Project description:The most outstanding feature of scanning force microscopy (SFM) is its capability to detect various different short and long range interactions. In particular, magnetic force microscopy (MFM) is used to characterize the domain configuration in ferromagnetic materials such as thin films grown by physical techniques or ferromagnetic nanostructures. It is a usual procedure to separate the topography and the magnetic signal by scanning at a lift distance of 25-50 nm such that the long range tip-sample interactions dominate. Nowadays, MFM is becoming a valuable technique to detect weak magnetic fields arising from low dimensional complex systems such as organic nanomagnets, superparamagnetic nanoparticles, carbon-based materials, etc.

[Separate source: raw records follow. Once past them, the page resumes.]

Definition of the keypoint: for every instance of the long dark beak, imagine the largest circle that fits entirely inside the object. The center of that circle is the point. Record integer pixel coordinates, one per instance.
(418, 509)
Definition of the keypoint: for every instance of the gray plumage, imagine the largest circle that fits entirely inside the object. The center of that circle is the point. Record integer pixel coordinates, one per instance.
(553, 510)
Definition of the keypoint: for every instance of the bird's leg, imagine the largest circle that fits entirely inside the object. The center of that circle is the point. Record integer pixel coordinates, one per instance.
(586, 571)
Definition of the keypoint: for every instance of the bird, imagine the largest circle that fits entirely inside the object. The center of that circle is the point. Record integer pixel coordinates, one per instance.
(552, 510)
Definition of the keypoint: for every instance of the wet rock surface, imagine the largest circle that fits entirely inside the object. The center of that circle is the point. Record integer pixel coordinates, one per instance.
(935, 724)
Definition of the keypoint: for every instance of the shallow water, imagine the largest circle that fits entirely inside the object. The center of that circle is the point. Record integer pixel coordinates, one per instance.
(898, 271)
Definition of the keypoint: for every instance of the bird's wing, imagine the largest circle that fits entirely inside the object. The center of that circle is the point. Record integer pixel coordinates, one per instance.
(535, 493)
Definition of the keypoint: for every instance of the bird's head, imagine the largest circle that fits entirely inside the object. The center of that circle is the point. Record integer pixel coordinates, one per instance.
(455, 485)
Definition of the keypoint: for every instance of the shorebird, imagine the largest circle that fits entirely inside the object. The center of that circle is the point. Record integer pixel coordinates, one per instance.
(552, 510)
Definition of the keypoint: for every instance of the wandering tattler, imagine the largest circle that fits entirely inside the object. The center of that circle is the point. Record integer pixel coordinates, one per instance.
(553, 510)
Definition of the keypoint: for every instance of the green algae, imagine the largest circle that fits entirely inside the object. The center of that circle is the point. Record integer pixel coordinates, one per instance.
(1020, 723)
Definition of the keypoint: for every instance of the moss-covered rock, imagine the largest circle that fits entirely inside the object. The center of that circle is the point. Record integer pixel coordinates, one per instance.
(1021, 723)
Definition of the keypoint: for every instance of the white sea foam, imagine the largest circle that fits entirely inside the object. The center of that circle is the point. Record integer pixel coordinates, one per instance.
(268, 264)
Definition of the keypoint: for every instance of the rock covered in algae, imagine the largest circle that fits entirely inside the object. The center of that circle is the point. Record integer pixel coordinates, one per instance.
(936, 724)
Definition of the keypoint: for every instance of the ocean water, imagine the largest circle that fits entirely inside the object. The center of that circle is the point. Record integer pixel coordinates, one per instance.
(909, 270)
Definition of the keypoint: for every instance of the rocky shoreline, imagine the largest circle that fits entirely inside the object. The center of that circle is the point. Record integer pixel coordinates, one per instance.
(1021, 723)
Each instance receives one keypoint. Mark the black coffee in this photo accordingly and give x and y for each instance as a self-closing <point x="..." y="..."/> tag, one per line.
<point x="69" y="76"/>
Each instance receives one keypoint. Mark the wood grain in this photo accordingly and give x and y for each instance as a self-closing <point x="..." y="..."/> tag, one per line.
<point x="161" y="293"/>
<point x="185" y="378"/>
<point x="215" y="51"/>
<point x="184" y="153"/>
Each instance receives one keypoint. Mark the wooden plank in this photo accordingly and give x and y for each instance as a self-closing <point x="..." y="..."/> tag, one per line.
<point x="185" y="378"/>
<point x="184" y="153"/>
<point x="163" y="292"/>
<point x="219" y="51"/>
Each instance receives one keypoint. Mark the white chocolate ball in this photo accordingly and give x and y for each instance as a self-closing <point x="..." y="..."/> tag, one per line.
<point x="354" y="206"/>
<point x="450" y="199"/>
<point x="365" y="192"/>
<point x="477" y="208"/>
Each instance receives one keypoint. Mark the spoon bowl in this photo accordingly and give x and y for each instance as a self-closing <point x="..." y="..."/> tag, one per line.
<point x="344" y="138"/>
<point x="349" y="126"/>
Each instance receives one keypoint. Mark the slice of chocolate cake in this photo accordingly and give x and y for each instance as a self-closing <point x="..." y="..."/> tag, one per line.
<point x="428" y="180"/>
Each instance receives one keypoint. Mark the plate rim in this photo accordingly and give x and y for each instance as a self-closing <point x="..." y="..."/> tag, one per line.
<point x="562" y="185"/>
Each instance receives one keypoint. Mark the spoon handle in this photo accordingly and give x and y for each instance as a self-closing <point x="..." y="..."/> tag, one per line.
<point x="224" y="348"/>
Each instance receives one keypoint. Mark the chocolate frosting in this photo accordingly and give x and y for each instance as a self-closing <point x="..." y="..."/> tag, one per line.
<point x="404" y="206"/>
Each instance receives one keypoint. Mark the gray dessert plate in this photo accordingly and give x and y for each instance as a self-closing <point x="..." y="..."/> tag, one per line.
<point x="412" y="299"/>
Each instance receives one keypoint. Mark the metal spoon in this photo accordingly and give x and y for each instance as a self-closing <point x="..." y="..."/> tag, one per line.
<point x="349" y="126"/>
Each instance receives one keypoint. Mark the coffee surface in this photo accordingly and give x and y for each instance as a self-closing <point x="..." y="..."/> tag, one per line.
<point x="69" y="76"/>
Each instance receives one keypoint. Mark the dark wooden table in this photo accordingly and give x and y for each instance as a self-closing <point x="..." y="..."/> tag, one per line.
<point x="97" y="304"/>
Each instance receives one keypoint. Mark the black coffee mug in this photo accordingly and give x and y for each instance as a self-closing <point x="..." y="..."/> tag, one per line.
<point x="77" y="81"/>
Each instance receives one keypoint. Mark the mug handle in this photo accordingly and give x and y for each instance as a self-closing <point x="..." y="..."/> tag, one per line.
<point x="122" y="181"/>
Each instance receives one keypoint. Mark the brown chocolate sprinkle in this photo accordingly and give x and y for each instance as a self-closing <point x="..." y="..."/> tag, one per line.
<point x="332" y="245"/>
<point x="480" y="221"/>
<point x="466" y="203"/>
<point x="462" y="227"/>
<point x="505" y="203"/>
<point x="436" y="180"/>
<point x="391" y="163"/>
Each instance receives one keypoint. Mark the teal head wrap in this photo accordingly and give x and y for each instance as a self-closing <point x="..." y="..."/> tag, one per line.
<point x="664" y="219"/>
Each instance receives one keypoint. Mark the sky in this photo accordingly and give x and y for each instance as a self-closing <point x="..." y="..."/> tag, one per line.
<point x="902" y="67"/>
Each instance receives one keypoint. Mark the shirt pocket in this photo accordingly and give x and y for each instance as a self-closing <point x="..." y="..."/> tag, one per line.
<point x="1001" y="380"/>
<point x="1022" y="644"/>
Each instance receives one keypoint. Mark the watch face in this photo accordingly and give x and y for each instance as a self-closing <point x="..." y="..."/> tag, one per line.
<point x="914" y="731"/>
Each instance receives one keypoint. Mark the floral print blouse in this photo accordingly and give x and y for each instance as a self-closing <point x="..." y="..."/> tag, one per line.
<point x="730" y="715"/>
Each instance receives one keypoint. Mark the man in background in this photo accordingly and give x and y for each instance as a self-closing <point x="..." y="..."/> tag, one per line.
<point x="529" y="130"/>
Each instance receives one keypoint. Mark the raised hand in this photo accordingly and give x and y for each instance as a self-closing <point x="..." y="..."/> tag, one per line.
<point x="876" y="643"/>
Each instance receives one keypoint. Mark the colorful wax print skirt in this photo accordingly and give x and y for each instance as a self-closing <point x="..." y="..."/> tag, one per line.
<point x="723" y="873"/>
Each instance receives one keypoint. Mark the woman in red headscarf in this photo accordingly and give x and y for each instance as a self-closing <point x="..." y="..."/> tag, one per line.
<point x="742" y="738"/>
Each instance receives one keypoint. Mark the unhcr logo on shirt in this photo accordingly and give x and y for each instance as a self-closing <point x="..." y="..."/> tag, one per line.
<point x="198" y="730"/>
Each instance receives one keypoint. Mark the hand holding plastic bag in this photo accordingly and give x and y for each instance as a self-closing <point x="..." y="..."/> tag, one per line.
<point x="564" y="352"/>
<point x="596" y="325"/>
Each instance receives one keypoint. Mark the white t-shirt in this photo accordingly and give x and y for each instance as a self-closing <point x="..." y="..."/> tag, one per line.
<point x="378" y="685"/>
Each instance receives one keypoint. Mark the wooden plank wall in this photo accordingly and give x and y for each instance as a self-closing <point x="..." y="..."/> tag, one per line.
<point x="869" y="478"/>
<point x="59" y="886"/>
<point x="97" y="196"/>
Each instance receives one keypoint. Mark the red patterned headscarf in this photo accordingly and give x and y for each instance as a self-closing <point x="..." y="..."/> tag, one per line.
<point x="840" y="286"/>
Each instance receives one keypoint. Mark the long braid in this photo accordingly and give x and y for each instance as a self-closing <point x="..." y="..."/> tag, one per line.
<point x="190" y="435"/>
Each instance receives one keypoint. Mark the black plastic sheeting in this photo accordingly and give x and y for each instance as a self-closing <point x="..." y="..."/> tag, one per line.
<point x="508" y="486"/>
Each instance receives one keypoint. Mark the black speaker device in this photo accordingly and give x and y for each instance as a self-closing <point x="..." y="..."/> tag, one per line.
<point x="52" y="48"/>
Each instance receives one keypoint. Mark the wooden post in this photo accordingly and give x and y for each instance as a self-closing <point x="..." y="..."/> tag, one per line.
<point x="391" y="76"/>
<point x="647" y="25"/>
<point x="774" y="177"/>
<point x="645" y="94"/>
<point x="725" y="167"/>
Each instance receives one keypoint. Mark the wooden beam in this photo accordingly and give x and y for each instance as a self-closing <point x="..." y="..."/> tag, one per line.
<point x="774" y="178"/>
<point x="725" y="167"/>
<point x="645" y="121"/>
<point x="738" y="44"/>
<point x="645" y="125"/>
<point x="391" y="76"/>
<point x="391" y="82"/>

In all these cases, the magnetic nanocomponents and the substrate supporting them present quite different electronic behavior, i.e., they exhibit large surface potential differences causing heterogeneous electrostatic interaction between the tip and the sample that could be interpreted as a magnetic interaction. To distinguish clearly the origin of the tip-sample forces we propose to use a combination of Kelvin probe force microscopy (KPFM) and MFM. The KPFM technique allows us to compensate in real time the electrostatic forces between the tip and the sample by minimizing the electrostatic contribution to the frequency shift signal. This is a great challenge in samples with low magnetic moment. In this work we studied an array of Co nanostructures that exhibit high electrostatic interaction with the MFM tip. Thanks to the use of the KPFM/MFM system we were able to separate the electric and magnetic interactions between the tip and the sample.